Within less than a day I had a prototype up and running that handled inbound requests, did some processing, offloaded the rest to background workers and returned the request. The workers asynchronously stream data to BigQuery for real-time reporting.

The only thing I found baffling is that I could not load Googles' own cloud sdk from within the GAE environment and had to "vendor" it in, doing a bunch of workarounds/patching to get it to run. That probably consumed 3 of 4 hours it took to get this running.

Load testing this thing, GAE automatically managed everything and I never saw any error responses throughout the load test with. It's amazing how little ops work is needed.

AWS lambda and kinesis firehose/s3/Athena could provide part of this, but it's far from turnkey/conclusive. GAE/GC are just so much more complete.




> [...] doing a bunch of workarounds/patching to get it to run. That probably consumed 3 of 4 hours it took to get this running.

This always happens when I try to use one of Google's APIs/SDKs. I dread using them, I feel like they're overengineered most of the time.


Unfortunately, that's not one of those over-engineering times. GAE standard environment simply does not include the needed SDK. I'm guessing they just haven't gotten to it.

The SDK works as expected once imported as the outside library and various outbound requests things are configured and patched.

I think I overstated the complexity. All I needed to do was enable SSL for outbound connections (one-liner in the yaml file) and add the requests library patch to use URLFetch service (python/GAE specific step). Searching SO and Google documentation is what took up 95% of the 3 hours I spent on this.


Yeah, poor choice of word on my part, but I feel you. This happens to me a lot with their stuff: the solution is trivial yet not obvious and it's not documented properly so you end losing a lot of time.
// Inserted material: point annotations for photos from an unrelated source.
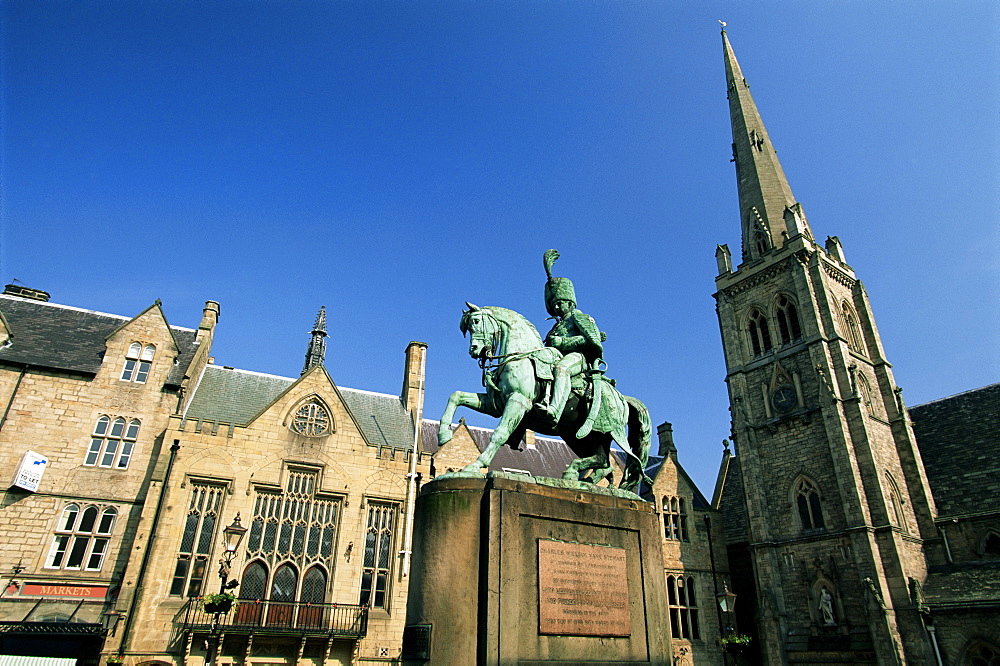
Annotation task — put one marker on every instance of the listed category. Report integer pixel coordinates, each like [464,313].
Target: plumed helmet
[556,289]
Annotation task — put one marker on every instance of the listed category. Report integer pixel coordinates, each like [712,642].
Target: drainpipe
[127,631]
[10,401]
[411,487]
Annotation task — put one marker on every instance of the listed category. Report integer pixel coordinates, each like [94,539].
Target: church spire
[768,208]
[317,344]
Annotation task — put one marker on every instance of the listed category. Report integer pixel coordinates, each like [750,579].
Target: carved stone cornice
[756,279]
[839,275]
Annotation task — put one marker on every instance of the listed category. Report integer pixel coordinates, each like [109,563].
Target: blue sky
[393,160]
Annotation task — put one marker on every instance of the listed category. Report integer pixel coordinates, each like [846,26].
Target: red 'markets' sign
[55,590]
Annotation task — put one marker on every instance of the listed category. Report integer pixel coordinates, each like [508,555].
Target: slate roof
[61,337]
[235,396]
[957,437]
[963,585]
[697,502]
[550,457]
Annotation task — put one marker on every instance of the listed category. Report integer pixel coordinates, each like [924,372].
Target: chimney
[665,431]
[26,292]
[413,377]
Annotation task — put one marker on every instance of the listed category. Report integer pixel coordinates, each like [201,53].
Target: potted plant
[218,603]
[734,643]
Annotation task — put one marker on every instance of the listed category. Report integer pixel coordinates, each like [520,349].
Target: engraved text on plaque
[582,590]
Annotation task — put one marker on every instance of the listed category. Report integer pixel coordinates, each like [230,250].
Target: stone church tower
[834,506]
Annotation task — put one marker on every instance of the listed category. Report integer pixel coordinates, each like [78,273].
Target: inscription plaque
[582,590]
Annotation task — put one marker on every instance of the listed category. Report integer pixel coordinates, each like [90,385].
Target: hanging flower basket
[218,603]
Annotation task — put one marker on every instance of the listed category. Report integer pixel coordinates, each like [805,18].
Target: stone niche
[510,570]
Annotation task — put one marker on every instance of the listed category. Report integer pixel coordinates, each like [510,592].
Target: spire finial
[316,352]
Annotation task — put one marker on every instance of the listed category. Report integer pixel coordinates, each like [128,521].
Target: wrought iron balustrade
[284,617]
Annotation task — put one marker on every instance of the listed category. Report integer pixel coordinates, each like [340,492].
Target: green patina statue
[556,388]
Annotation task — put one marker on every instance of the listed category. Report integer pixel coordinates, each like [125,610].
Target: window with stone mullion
[197,539]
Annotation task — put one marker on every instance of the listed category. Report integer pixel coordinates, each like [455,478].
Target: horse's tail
[640,433]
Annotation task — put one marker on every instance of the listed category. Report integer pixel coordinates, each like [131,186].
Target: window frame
[112,443]
[138,362]
[82,537]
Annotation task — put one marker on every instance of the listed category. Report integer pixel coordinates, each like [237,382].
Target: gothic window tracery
[377,565]
[759,333]
[197,539]
[851,329]
[311,419]
[788,319]
[807,503]
[138,360]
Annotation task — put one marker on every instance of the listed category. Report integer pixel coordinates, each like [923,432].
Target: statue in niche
[826,608]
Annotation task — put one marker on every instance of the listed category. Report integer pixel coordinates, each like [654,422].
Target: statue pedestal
[507,570]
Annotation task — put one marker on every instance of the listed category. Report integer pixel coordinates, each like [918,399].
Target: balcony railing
[283,617]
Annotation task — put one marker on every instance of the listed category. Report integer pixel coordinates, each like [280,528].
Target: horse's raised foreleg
[598,461]
[513,413]
[479,402]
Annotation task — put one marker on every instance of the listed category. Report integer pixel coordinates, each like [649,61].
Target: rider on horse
[575,335]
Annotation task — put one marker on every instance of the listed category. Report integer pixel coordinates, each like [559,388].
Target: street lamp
[231,538]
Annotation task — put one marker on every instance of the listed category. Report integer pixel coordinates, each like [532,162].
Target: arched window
[112,443]
[896,515]
[683,607]
[138,360]
[283,586]
[377,564]
[254,582]
[788,320]
[81,539]
[760,335]
[807,501]
[989,546]
[311,419]
[851,330]
[197,538]
[674,519]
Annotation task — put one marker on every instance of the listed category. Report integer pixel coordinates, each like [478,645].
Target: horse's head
[483,330]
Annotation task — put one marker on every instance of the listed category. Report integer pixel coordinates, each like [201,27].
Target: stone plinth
[507,570]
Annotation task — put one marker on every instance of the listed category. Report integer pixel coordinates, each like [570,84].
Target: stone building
[835,539]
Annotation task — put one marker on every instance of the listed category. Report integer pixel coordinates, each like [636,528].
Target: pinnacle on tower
[316,352]
[768,209]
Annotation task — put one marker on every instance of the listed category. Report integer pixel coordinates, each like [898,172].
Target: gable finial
[316,352]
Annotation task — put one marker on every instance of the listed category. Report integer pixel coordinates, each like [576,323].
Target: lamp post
[231,538]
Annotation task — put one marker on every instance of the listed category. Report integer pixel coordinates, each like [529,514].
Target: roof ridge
[949,397]
[76,309]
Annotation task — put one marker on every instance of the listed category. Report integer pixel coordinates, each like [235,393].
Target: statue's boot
[560,395]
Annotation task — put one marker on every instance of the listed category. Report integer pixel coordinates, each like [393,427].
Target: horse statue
[515,365]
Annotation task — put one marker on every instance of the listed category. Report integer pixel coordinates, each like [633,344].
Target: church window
[851,329]
[760,335]
[990,546]
[377,564]
[138,360]
[674,519]
[807,502]
[311,419]
[112,443]
[197,539]
[788,320]
[683,607]
[82,538]
[896,515]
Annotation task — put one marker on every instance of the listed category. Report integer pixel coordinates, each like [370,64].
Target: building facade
[832,524]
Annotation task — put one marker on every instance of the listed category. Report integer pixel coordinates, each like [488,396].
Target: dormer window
[138,360]
[311,420]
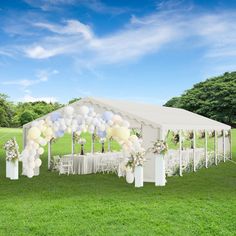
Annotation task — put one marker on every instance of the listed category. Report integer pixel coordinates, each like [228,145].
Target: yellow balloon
[122,133]
[48,132]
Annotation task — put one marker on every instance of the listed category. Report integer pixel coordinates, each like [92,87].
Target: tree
[26,117]
[6,111]
[214,98]
[74,100]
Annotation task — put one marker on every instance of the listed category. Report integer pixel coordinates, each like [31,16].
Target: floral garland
[82,141]
[201,134]
[175,138]
[11,147]
[136,159]
[160,147]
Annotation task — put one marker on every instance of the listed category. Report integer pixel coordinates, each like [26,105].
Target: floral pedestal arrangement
[160,175]
[138,173]
[129,175]
[14,170]
[160,148]
[12,155]
[8,169]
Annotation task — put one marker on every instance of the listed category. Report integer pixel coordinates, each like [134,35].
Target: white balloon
[34,133]
[30,173]
[48,132]
[38,162]
[84,110]
[40,151]
[68,111]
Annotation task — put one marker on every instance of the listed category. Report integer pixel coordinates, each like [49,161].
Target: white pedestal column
[8,173]
[138,173]
[129,176]
[14,173]
[160,173]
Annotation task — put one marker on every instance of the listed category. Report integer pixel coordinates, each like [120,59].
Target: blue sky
[148,51]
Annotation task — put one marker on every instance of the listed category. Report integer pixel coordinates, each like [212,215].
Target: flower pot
[160,173]
[138,173]
[129,176]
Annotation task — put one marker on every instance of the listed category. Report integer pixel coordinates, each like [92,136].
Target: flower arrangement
[175,138]
[212,134]
[137,132]
[136,159]
[160,147]
[221,133]
[82,142]
[11,147]
[76,137]
[201,134]
[102,141]
[190,135]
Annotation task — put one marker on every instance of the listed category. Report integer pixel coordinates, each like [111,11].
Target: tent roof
[157,116]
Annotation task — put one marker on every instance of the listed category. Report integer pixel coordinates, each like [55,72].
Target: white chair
[66,165]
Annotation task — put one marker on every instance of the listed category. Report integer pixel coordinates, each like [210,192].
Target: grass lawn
[201,203]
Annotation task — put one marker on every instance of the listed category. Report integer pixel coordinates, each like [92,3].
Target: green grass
[201,203]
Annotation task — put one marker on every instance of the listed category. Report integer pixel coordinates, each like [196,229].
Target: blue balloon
[55,116]
[107,116]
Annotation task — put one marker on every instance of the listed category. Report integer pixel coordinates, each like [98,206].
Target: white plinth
[138,174]
[36,171]
[160,173]
[13,170]
[129,176]
[8,173]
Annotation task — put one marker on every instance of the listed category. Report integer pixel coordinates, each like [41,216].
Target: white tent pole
[194,151]
[109,145]
[73,144]
[224,144]
[92,143]
[180,153]
[215,146]
[206,151]
[230,141]
[49,154]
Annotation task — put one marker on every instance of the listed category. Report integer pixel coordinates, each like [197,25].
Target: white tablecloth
[96,162]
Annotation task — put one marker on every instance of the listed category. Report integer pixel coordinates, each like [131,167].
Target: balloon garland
[70,120]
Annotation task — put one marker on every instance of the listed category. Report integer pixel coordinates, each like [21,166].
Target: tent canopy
[154,115]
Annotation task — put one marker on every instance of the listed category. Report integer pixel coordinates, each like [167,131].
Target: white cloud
[29,98]
[41,76]
[216,32]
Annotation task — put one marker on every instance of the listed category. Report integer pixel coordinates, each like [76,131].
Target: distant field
[201,203]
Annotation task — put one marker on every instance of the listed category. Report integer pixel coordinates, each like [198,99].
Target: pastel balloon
[55,116]
[34,133]
[107,116]
[40,151]
[38,162]
[84,110]
[69,111]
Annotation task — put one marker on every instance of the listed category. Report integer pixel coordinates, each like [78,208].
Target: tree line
[18,114]
[214,98]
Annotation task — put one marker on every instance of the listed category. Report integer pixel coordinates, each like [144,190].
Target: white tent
[153,121]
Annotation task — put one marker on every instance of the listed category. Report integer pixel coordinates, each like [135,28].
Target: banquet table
[93,162]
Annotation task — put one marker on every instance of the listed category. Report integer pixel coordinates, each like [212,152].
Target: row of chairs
[65,165]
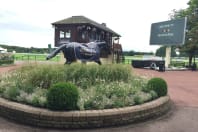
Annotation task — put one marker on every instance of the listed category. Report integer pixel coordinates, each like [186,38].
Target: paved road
[183,89]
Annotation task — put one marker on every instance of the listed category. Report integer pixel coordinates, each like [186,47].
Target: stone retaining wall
[83,119]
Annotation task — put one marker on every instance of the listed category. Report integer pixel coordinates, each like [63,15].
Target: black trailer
[152,64]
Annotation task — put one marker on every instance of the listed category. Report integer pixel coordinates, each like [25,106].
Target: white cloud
[28,22]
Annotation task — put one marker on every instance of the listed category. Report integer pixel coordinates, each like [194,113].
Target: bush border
[83,119]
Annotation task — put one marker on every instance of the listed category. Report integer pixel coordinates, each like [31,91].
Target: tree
[191,44]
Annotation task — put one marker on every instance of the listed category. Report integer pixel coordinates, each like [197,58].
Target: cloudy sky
[27,23]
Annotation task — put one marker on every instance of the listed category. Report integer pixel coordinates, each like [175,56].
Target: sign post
[168,33]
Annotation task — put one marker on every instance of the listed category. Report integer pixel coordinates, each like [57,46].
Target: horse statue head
[79,51]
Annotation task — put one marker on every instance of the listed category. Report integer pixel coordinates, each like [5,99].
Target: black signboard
[168,32]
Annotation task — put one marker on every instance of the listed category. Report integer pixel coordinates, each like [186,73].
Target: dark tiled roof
[84,20]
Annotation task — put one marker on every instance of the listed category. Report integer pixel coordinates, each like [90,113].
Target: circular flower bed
[99,87]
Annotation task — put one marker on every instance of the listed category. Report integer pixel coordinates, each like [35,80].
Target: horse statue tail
[55,52]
The main problem with the SDKs have been that they've been changing extremely fast, and breaking backwards compatibility in every single release. The Go SDK has been particularly extreme in this regard. Not simple things like new arguments being added to functions; but actually changing everything around to the point of being unrecognizable. (The Go SDK also suffers from some unfortunate googleisms such as WithFoo() functions to chain options, which don't fit well into Go's somewhat impoverished type system.)